Golf-Militär-WM in Tinnen: Deutschland holt Titel

Eine Weltmeisterschaft im Golf ohne Tiger Woods und die übrigen Stars – das geht, sogar sehr gut. Der CISM (Conseil International du Sport Militaire) hat das gezeigt.


Die neue Weltmeisterin Anyssia Herbaut (Mitte) mit Linda Jeffery (li.) und Laurel Gill
Fotos: Hubert Kemper, Sportschule der Bundeswehr


Bei der Meisterschaft vom 26. August bis zum 1. September 2018 bewiesen das die Top-Spieler der 14 gemeldeten Nationen auf der Anlage des GC Tinnen. Neun Mal wurde auf dem nicht einfach zu spielenden Kurs unter Par notiert. Sogar der Platzrekord wurde mit 66 Schlägen vom Warendorfer Sportsoldaten Timo Vahlenkamp gebrochen, allerdings nur inoffiziell, da die extreme Trockenheit der vergangenen Wochen die Fairways hatte weitgehend vertrocknen lassen und Besserlegen erlaubt war. Ausgespielt wurden Weltmeister im Zählspiel, Einzel und in der Mannschaftswertung.
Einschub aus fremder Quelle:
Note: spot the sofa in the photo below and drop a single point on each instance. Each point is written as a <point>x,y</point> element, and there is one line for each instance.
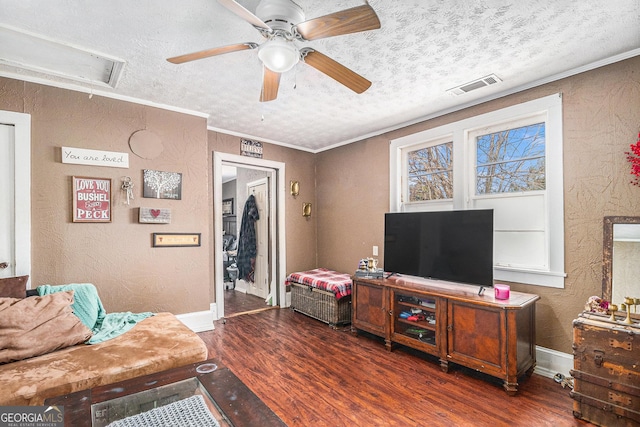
<point>43,352</point>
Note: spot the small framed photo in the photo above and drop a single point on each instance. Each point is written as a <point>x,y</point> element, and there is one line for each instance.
<point>91,199</point>
<point>167,240</point>
<point>227,207</point>
<point>162,185</point>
Den Titel Militär-Weltmeister der Herren sicherte sich ganz knapp Nick Bachem mit -13 Schlägen vor Timo Vahlenkamp -12 und Jannik de Bruyn -9. Da auch Sebastian Kannler als Vierter der deutschen Mannschaft mit -6 auf einen geteilten dritten Platz kam, stand der Sieg Deutschlands mit 45 Schlägen unter Par vor den USA mit -23 und Frankreich mit +17 Schlägen schon früh fest.
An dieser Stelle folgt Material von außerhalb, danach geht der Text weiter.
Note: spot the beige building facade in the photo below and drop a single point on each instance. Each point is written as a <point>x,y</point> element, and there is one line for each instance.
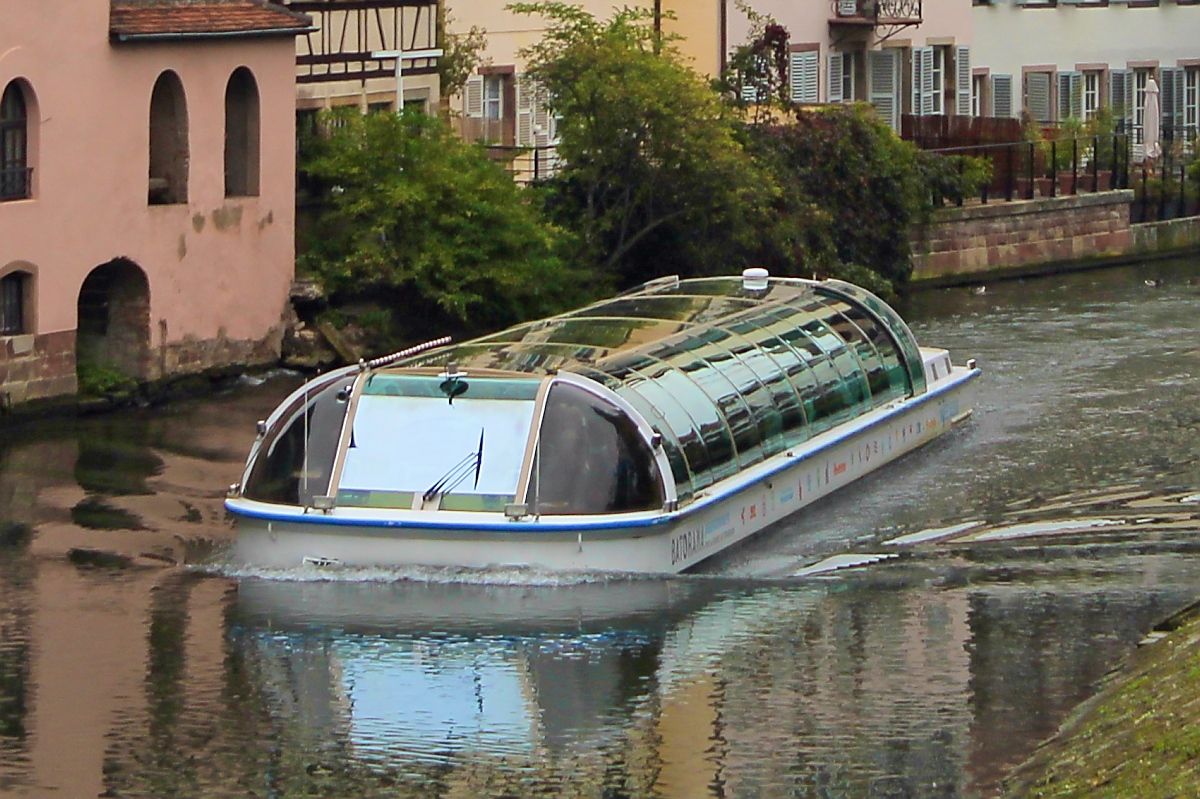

Bei den Damen wurde die Französin Anyssia Herbaut mit even par souveräne Weltmeisterin. Zweite auf dem Siegertreppchen war Linda Jeffery mit +20 vor der drittplatzierten Laurel Gill mit +26. Die deutschen Soldatinnen landeten auf den Plätzen 8, 9 und 17.

In der Mannschaftswertung siegten die USA mit +31 vor Frankreich mit +46 und den Niederlanden mit +94 Schlägen über Par.
Es gab auch weniger spektakuläre Scores, vor allem bei Sportlern aus nicht so bekannten Golfsport-Nationen wie Zimbabwe oder Botswana. Trotzdem genossen sie das Sporterlebnis.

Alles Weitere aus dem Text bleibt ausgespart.